One might be forgiven for thinking I don’t much care for the E65 and on balance, I don’t. I can respect the attempt to explore new concepts. It’s the execution that bothers me still; I also think that the 7 was the wrong place to set off some styling H-bombs. The Z9 concept hints at a more appropriate stage for surprising and emotive design experiments. The trouble is that the eventual application of the Z9’s features didn’t work too well on the 2003 6-series either. The sculpting didn’t support the kinds of shut-lines that can either disappear or be actively attractive graphics.

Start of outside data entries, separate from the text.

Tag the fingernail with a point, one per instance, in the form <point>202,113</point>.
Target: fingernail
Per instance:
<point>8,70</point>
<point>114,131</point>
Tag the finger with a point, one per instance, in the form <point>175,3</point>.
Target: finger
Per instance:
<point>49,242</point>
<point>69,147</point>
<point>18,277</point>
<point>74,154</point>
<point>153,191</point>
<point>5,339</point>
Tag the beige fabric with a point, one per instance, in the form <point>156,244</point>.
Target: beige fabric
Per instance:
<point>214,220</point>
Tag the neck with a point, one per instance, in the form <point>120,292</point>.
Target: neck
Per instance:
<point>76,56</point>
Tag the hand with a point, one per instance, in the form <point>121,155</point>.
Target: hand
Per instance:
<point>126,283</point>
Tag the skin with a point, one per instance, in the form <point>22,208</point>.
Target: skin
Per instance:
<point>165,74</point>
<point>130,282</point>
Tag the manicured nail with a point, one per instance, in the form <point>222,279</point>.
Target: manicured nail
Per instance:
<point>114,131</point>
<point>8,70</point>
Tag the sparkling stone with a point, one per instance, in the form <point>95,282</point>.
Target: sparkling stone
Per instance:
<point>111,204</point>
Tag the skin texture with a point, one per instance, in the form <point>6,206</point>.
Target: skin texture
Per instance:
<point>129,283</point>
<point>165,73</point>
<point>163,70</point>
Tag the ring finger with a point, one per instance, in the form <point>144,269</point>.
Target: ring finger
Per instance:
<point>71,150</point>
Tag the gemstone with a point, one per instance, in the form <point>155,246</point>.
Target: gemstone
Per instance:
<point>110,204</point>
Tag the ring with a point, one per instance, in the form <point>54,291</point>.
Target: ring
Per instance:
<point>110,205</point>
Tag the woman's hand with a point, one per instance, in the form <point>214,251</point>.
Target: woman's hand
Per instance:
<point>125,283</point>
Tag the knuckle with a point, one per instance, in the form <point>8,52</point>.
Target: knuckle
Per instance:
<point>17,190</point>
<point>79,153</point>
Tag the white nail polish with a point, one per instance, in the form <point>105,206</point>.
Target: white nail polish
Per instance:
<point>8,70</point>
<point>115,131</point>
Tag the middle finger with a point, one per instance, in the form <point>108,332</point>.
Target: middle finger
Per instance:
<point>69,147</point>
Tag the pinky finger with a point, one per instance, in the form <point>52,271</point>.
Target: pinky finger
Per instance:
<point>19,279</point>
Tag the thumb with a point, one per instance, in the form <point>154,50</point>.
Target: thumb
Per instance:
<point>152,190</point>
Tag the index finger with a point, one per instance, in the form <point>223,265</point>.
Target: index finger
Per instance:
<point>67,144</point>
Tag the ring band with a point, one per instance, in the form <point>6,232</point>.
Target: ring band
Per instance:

The ergonomics of the i-Drive needed further consideration. For designers used to toggling around CAD controls (in an office, at zero kmph) the compass-style menu works really well. I speak from experience: you can fly around a complex, multi-menu interface at the speed of thought. Context makes all the difference though and such an interface is at odds with the high-cognitive demands of driving a 1900 kg car at 140 kmph in traffic.
The E65 was an important car – it’s the last 7 I can remember bothering to look at and I still think about the design. BMW got its toes burned with the experience and so subsequent iterations of the 7 have been unremarkable in a way the predecessors never were. The E65, on the other hand, at least warrants examination and re-examination.
BMW was right to address the new requirements of consumers. What they might have done differently was to challenge the philosophy of more-is-more when it comes to functionality. Customers could have lived with the exterior styling but the i-Drive was likely seen as a nuisance more than a necessity.
A selection of DTW authors will present their views of the E65 over the coming days.
 The official BMW timeline does not refer to the E65.